1. Academic Validation
  2. Butorphanol Promotes Macrophage Phenotypic Transition to Inhibit Inflammatory Lung Injury via κ Receptors

Butorphanol Promotes Macrophage Phenotypic Transition to Inhibit Inflammatory Lung Injury via κ Receptors

  • Front Immunol. 2021 Jul 7;12:692286. doi: 10.3389/fimmu.2021.692286.
Guangxin Luan 1 Fan Pan 1 Lina Bu 1 Kaixuan Wu 1 Aizhong Wang 1 Xiaotao Xu 1
Affiliations

Affiliation

  • 1 Department of Anesthesiology, Affiliated Shanghai Sixth People's Hospital, Shanghai Jiao Tong University, Shanghai, China.
Abstract

Acute lung injury (ALI)/acute respiratory distress syndrome (ARDS) is characterized by diffuse inflammation of the lung parenchyma and refractory hypoxemia. Butorphanol is commonly used clinically for perioperative pain relief, but whether butorphanol can regulate LPS-induced alveolar macrophage polarization is unclear. In this study, we observed that butorphanol markedly attenuated sepsis-induced lung tissue injury and mortality in mice. Moreover, butorphanol also decreased the expression of M1 phenotype markers (TNF-α, IL-6, IL-1β and iNOS) and enhanced the expression of M2 marker (CD206) in alveolar macrophages in the bronchoalveolar lavage fluid (BALF) of LPS-stimulated mice.
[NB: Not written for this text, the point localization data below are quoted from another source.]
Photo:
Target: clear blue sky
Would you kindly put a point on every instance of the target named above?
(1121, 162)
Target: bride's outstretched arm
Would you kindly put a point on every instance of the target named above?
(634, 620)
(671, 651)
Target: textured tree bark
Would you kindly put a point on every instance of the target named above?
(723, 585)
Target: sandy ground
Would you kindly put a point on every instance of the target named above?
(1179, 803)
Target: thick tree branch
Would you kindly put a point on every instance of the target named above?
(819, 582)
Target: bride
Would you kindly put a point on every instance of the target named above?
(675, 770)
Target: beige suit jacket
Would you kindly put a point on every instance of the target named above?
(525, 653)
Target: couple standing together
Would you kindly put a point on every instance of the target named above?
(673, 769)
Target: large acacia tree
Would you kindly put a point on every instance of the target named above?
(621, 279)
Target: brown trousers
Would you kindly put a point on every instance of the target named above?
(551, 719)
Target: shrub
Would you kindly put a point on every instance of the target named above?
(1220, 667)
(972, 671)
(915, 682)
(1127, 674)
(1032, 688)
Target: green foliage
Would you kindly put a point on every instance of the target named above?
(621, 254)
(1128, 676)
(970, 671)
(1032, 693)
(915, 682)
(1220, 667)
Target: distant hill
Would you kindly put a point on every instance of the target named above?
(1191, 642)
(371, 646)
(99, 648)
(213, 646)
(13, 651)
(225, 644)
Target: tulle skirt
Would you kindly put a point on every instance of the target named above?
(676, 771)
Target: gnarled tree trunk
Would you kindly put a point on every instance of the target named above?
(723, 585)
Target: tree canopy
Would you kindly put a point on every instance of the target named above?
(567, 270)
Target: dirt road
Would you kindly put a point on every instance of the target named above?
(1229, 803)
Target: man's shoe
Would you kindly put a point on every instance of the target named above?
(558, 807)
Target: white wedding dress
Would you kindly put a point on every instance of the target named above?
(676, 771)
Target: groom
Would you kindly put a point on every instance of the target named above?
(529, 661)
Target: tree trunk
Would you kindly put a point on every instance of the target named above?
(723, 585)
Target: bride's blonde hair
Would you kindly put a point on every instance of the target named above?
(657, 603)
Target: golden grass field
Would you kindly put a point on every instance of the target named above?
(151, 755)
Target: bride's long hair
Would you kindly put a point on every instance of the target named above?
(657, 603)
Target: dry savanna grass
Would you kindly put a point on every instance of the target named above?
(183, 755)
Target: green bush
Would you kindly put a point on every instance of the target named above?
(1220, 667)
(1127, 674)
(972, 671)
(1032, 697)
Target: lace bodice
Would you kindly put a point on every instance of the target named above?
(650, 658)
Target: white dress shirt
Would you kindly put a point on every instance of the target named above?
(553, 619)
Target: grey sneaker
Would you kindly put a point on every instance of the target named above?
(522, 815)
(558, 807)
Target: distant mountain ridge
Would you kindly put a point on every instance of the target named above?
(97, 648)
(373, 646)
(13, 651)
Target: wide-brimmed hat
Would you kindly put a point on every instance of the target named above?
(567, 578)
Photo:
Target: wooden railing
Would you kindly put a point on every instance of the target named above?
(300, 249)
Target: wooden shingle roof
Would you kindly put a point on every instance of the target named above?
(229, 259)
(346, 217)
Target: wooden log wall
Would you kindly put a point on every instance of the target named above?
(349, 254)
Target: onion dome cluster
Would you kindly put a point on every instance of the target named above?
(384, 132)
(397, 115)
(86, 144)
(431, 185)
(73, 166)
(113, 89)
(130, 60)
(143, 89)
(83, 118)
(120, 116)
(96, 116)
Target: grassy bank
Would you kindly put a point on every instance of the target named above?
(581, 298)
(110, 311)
Butorphanol administration reduced LPS-induced numbers of proinflammatory (M1) macrophages and increased numbers of anti-inflammatory (M2) macrophages in the lungs of mice. Furthermore, we found that butorphanol-mediated suppression of the LPS-induced increases in M1 phenotype marker expression (TNF-α, IL-6, IL-1β and iNOS) in bone marrow-derived macrophages (BMDMs), and this effect was reversed by κ-opioid receptor (KOR) antagonists. Moreover, butorphanol inhibited the interaction of TLR4 with MyD88 and further suppressed NF-κB and MAPKs activation. In addition, butorphanol prevented the Toll/IL-1 receptor domain-containing adaptor inducing IFN-β (TRIF)-mediated IFN signaling pathway. These effects were ameliorated by KOR antagonists. Thus, butorphanol may promote macrophage polarization from a proinflammatory to an anti-inflammatory phenotype secondary to the inhibition of NF-κB, MAPKs, and the TRIF-mediated IFN signaling pathway through κ receptors.

Keywords

acute lung injury; butorphanol; inflammation; macrophage; κ receptor.